世界最高峰の赤ワインの産地として知られるボルドーの“5大シャトー”の筆頭「シャトー・ラフィット・ロートシルト(Chateau Lafite Rothschild)」。1855年のメドックの格付けで“グランクリュ第1級の中の1位”にランクされてから今日まで王座の地位に君臨し続けており、変わらず名声を博しています。
17世紀ラフィット、ラトゥール、カロン・セギュールなどの広大な農園を相続したセギュール侯爵は、ワインの生産技術の改良に力を注ぎ「葡萄園の王子」とあだ名されるようになります。その味は18世紀のヴェルサイユでも大変な話題で、ルイ15世が嗜む王のワインとして誰もが欲する貴族のステータスシンボルのような存在となっていました。ルイ15世の寵妃ポンパドール夫人の晩餐会にも供され、後の寵姫バリー夫人も王のワイン以外は飲まないと語ったほどだったのです。ワインの味わいは、5大シャトーの中で最も“繊細でエレガント”とされています。

- 区画毎の特徴を生かす
シャトー・ラフィット・ロートシルトのブドウ畑は、シャトー周辺の斜面、西側のカルアド高原、そして隣接するサンテステフの町にある 4.5ヘクタールの区画の3つの主なエリアで構成されています。畑の面積は112ha。土壌は水はけがよく露出度の高い第三紀石灰岩の下層土の上に、風で運ばれた砂と混ざった細かい砂利層で構成されています。区画毎の特徴を生かすために、ブドウは区画毎に別々のタンクで発酵が行われ、ワインのブレンドは3月に実施される初回の滓引き後に実施されます。
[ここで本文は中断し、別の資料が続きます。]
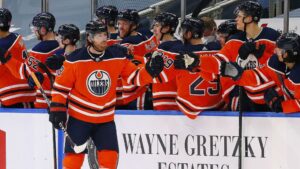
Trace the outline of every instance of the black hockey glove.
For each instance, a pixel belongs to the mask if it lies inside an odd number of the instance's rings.
[[[256,51],[255,42],[249,41],[245,42],[239,49],[239,58],[242,60],[246,60],[248,56],[252,53],[254,54]]]
[[[282,112],[281,102],[283,97],[279,96],[277,91],[272,87],[265,91],[264,99],[269,108],[274,112]]]
[[[38,81],[40,82],[40,84],[43,84],[43,82],[44,82],[43,74],[41,72],[35,72],[34,74],[35,74],[36,78],[38,79]],[[28,77],[28,85],[32,89],[34,88],[34,86],[36,86],[36,84],[31,76]]]
[[[7,56],[5,56],[6,50],[0,48],[0,62],[2,64],[5,64],[6,62],[8,62],[11,58],[11,54],[8,53]]]
[[[46,65],[52,70],[58,70],[62,67],[65,57],[62,55],[52,55],[46,59]]]
[[[238,80],[244,70],[236,62],[222,62],[221,63],[221,76],[230,77],[233,80]]]
[[[254,56],[257,58],[257,59],[259,59],[259,58],[261,58],[262,56],[263,56],[263,54],[264,54],[264,52],[265,52],[265,49],[266,49],[266,45],[265,44],[260,44],[259,46],[258,46],[258,49],[256,49],[255,51],[254,51]]]
[[[56,129],[61,129],[59,124],[66,125],[67,121],[67,109],[66,105],[62,103],[52,102],[50,104],[49,121]]]
[[[151,59],[146,63],[146,70],[152,77],[158,77],[160,72],[164,69],[163,53],[153,52]]]
[[[176,69],[194,71],[200,63],[199,56],[195,53],[179,54],[175,57],[174,66]]]

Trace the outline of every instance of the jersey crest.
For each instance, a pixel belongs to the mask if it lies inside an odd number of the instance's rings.
[[[254,69],[259,66],[258,59],[253,54],[250,54],[245,60],[237,57],[237,63],[244,69]]]
[[[92,95],[102,97],[111,87],[111,78],[106,71],[95,70],[88,76],[86,85]]]

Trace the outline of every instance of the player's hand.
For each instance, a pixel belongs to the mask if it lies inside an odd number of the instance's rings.
[[[228,109],[230,111],[238,111],[240,107],[240,91],[239,86],[235,86],[229,93]]]
[[[238,80],[242,76],[243,72],[243,68],[241,68],[236,62],[221,63],[221,76]]]
[[[164,68],[163,53],[153,52],[151,58],[146,63],[146,70],[152,77],[158,77]]]
[[[67,121],[66,105],[52,102],[50,104],[49,121],[56,129],[60,129],[59,123],[62,123],[63,126],[65,126]]]
[[[269,108],[274,112],[282,112],[281,102],[283,97],[279,96],[275,88],[269,88],[264,93],[264,100]]]
[[[199,56],[195,53],[179,54],[175,57],[174,66],[176,69],[193,71],[200,63]]]
[[[11,53],[8,53],[6,56],[6,50],[4,50],[3,48],[0,48],[0,62],[2,64],[5,64],[6,62],[8,62],[11,59]]]
[[[62,67],[65,57],[62,55],[52,55],[46,59],[46,66],[52,70],[58,70]]]
[[[239,49],[239,58],[246,60],[250,54],[254,54],[256,46],[254,41],[245,42]]]
[[[35,74],[36,78],[38,79],[38,81],[40,82],[40,84],[43,84],[43,82],[44,82],[43,74],[41,72],[35,72],[34,74]],[[28,77],[28,85],[32,89],[34,88],[34,86],[36,86],[36,84],[31,76]]]

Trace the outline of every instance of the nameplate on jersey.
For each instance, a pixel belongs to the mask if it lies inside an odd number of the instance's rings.
[[[97,97],[105,96],[111,87],[111,78],[104,70],[95,70],[86,80],[88,91]]]

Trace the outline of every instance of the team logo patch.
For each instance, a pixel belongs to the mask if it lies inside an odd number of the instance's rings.
[[[253,54],[250,54],[245,60],[238,57],[237,63],[244,69],[254,69],[259,66],[258,59]]]
[[[111,79],[107,72],[96,70],[88,76],[86,86],[94,96],[105,96],[111,86]]]

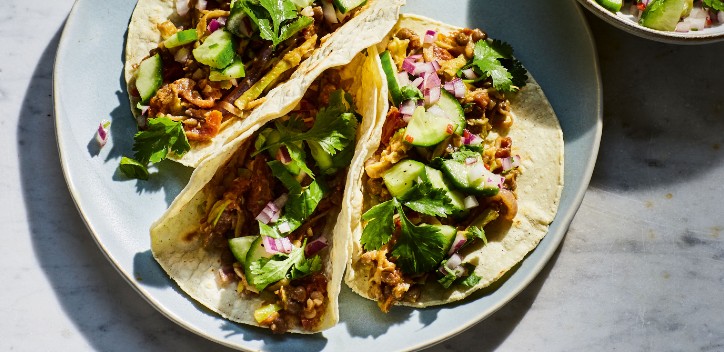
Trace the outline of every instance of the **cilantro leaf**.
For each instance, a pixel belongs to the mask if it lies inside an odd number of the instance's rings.
[[[458,276],[457,274],[455,274],[455,271],[452,271],[448,269],[447,266],[445,266],[446,263],[447,260],[443,260],[443,262],[440,263],[440,269],[445,271],[445,276],[441,277],[439,280],[437,280],[437,282],[439,282],[442,287],[449,288],[450,286],[452,286],[455,280],[458,279]]]
[[[290,0],[243,0],[239,6],[243,6],[244,12],[259,28],[259,36],[270,40],[275,47],[314,22],[300,16]]]
[[[472,240],[477,238],[477,239],[482,240],[483,243],[488,244],[488,238],[485,237],[485,230],[483,230],[482,227],[478,227],[478,226],[468,227],[465,238],[468,240],[467,243],[470,243]]]
[[[468,288],[475,287],[480,282],[480,276],[475,275],[475,273],[472,273],[468,275],[468,277],[464,278],[463,280],[460,280],[460,285],[463,285]]]
[[[400,88],[400,94],[402,94],[402,101],[410,99],[419,100],[424,97],[422,92],[413,86],[404,86]]]
[[[301,193],[289,193],[289,200],[284,205],[284,215],[279,217],[273,226],[259,222],[259,232],[272,238],[286,237],[288,233],[283,234],[279,231],[279,225],[287,223],[290,232],[296,230],[302,226],[304,220],[314,213],[322,197],[324,197],[324,191],[317,181],[309,184]]]
[[[122,157],[121,164],[118,165],[121,172],[129,178],[137,178],[140,180],[148,180],[148,168],[146,165],[129,157]]]
[[[319,256],[307,259],[304,256],[304,247],[294,248],[289,255],[275,254],[271,258],[260,258],[250,263],[251,275],[247,280],[250,285],[261,291],[285,277],[297,279],[321,268],[322,261]]]
[[[360,243],[366,251],[378,250],[392,238],[395,224],[392,217],[395,215],[395,199],[375,205],[362,215],[367,225],[362,231]]]
[[[409,192],[404,204],[418,213],[445,218],[456,210],[447,192],[429,181],[418,182]]]
[[[329,105],[317,113],[314,126],[307,132],[286,133],[282,130],[279,132],[281,138],[276,143],[267,144],[256,153],[279,144],[289,147],[292,142],[316,141],[325,152],[334,155],[354,141],[357,133],[357,116],[352,96],[338,89],[329,96]]]
[[[307,166],[306,159],[307,159],[307,153],[304,152],[304,149],[300,148],[294,143],[283,143],[285,147],[287,147],[287,151],[289,151],[289,156],[292,158],[292,163],[297,165],[302,171],[304,171],[309,177],[314,178],[314,172]]]
[[[490,78],[501,92],[514,92],[525,85],[526,71],[513,59],[513,48],[505,42],[480,40],[475,43],[474,57],[463,69],[475,67],[482,79]]]
[[[273,160],[268,162],[267,165],[269,165],[269,168],[272,170],[272,175],[282,182],[284,187],[289,190],[289,193],[298,194],[302,192],[302,185],[289,173],[289,170],[284,167],[284,164],[278,160]]]
[[[405,273],[424,273],[435,269],[445,256],[445,239],[440,230],[431,225],[415,226],[407,219],[402,206],[397,204],[400,215],[400,236],[392,255]]]
[[[169,150],[181,156],[191,150],[181,122],[167,117],[148,120],[148,129],[133,137],[135,159],[140,164],[158,163],[165,159]]]
[[[724,11],[724,1],[722,0],[704,0],[704,5],[717,11]]]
その後、ドメーヌ・バロン・ド・ロートシルトの樽工房で造られたオーク樽に移され、所蔵庫で18~20ヶ月熟成。その間、定期的に滓引きが行われ、それぞれの樽に4~6個軽くといた卵白を加えて浮いている不純物を吸収し、樽の底に沈ませます。

- 素晴らしいワイン造りのための研究
シャトー・ラフィット・ロートシルトは幾多の変遷を経て、1868年よりロスチャイルド家が所有者となりました。シャトー・ラフィット・ロートシルトのワインは1級の中でも筆頭格。優雅で気品あふれるスタイルは「思慮深い王子」のようでしたが、90年代以降は力強さを志向するようになりました。
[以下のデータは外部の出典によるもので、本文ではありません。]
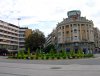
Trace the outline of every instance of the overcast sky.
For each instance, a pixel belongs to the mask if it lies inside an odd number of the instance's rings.
[[[100,0],[0,0],[0,19],[12,24],[40,29],[47,36],[70,10],[93,20],[100,29]]]

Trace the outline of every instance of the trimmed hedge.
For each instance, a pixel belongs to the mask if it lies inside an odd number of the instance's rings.
[[[84,54],[82,50],[78,50],[77,53],[75,53],[74,50],[71,50],[70,52],[66,52],[64,49],[61,50],[61,52],[54,53],[54,50],[51,49],[49,53],[44,54],[41,50],[37,49],[35,55],[32,55],[30,53],[30,49],[28,48],[27,54],[24,53],[24,50],[18,51],[16,56],[9,56],[9,58],[14,59],[75,59],[75,58],[90,58],[93,57],[93,54]]]

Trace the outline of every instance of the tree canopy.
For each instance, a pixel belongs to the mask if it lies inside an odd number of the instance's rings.
[[[38,48],[43,48],[45,36],[39,30],[34,30],[32,34],[25,39],[26,49],[30,48],[31,52],[35,52]]]

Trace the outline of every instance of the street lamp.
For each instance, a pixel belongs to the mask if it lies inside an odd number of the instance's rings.
[[[18,20],[18,27],[20,29],[19,21],[21,20],[21,18],[17,18],[17,20]],[[18,29],[18,51],[19,51],[19,29]]]
[[[19,21],[21,20],[21,18],[17,18],[17,20],[18,20],[18,26],[20,27],[20,25],[19,25]]]

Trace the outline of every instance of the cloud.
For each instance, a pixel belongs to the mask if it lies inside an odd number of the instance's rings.
[[[49,34],[70,10],[81,10],[82,16],[100,28],[99,0],[0,0],[0,19]]]
[[[36,24],[29,24],[29,25],[24,25],[29,28],[34,28],[34,29],[40,29],[40,31],[43,31],[45,36],[50,34],[53,29],[56,28],[57,22],[55,21],[39,21]]]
シャトーの歴史と伝統に甘んじることなく、今なお素晴らしいワイン造りのための研究が続けられ、ブドウ園とそのワインにさらに磨きをかけ続けています。

- テロワールの力を最大限に引き出す信念
シャトー・ラフィット・ロートシルトでは「テロワールの力を最大限に引き出すには、ブドウを育む大地を尊重することが何よりも大切」という信念を掲げています。自然環境への配慮はもちろん、従業員の成長や地域社会とのつながり、そして透明性あるガバナンスを通じて、持続可能なワイン造りを実現することを目指しています。